Tedarikçiler içinde de sahaya inen yönetici tipine en uygun kişi olarak 43 yıllık değerli dostum Ahmet Pura’yı örnek gösterebilirim. Kendisini tanıyanların önemli kısmı şık giyimli salon adamı tarafını görürlerdi. Mağaza ziyaretlerinde Nezih Çevik ile çok benzeşen tarafları vardı. Tanzim teşhir elemanlarını Türkiye’de ilk organize eden ve disiplinli şekilde yöneten kişidir kendisi. Konu çok hassas olduğundan ve tedarikçi-perakendeci ilişkisini olumsuz etkileme riski bulunduğundan, satış noktalarını bizzat denetlerdi.

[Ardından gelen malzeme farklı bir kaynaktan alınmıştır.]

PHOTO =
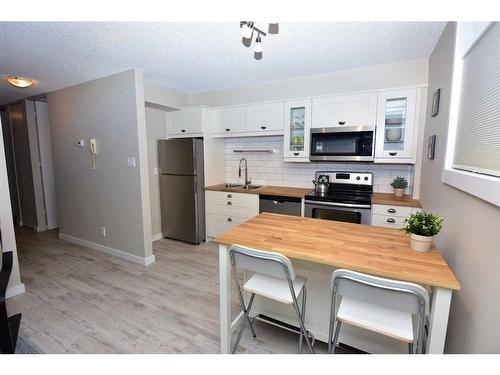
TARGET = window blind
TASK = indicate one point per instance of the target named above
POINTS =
(477, 144)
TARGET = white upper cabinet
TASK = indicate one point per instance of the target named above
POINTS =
(265, 117)
(345, 110)
(229, 120)
(187, 122)
(297, 130)
(397, 126)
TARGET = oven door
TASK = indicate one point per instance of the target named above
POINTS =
(341, 144)
(349, 213)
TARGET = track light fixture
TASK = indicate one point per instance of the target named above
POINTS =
(248, 30)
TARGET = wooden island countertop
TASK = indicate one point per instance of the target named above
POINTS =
(374, 250)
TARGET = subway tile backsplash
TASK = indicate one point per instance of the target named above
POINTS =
(270, 169)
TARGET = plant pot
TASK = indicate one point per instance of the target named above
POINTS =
(398, 192)
(420, 243)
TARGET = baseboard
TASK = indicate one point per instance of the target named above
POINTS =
(157, 236)
(15, 290)
(108, 250)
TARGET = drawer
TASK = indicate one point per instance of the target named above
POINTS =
(393, 211)
(218, 224)
(388, 221)
(232, 204)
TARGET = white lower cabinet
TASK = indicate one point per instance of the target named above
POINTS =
(391, 216)
(225, 210)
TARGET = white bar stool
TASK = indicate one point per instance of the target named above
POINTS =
(385, 306)
(274, 278)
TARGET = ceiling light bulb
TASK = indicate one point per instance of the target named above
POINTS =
(19, 81)
(246, 30)
(258, 45)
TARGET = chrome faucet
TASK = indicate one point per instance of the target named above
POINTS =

Bayileri ile ilişkilerini anlatmak için ayrı bir sayfa açmak gerekir. Orada da sahadaki Ahmet Pura gider, Anadolu’nun değişik yerlerinden yıllık toplantılara gelen iş ortaklarının frekansına uygun başka bir lider ortaya çıkardı. Yani 24 saat içinde asık yüzünü de, çiftetelli döktürürken değişen güler yüzünü de görmek mümkündü. Modern pazarlamanın ustasıdır. Bu yıl meslekte 50. yılını kutlayacak olan Pura, Unilever’de başladığı iş hayatının devamında, sırasıyla Komili, Hacı Şakir Pazarlama A.Ş. ve Colgate Palmolive şirketlerinde Genel Müdür olarak görevler üstlenmişti. Şimdi ise kendi şirketindeki görevi yanında, sayamayacağım kadar fazla ek meşgalesi vardır. Kendisine sağlıklı ömürler diliyorum.
Sonuç olarak; perakendeci veya tedarikçi şirket yöneticisi, kendi dükkânını yönetiyor gibi titiz davranmak ve mesaiye sınır koymadan çalışmak zorundadır.
Alaylı deneyimin kıymetini ve işe tüccarca bakışın üst seviyesini yukardaki iki değerli örnekle açıklamaya çalıştım. Benzer özellikleri taşıyan rahmetli dostum Şefik İşeri’yi ise başka bir yazıda anlatacağım. O da satışın ilk basamağından başladığı iş hayatına Eczacıbaşı Girişim Pazarlama A.Ş Genel Müdürü olarak noktayı koymuştu. O mevkiye de emekleyerek sahadan gelmişti.
Üçü de bu sektörde işleri hep götürü usulde yürüttüler. Görev bitmeden de mesaiyi hiç bitirmediler.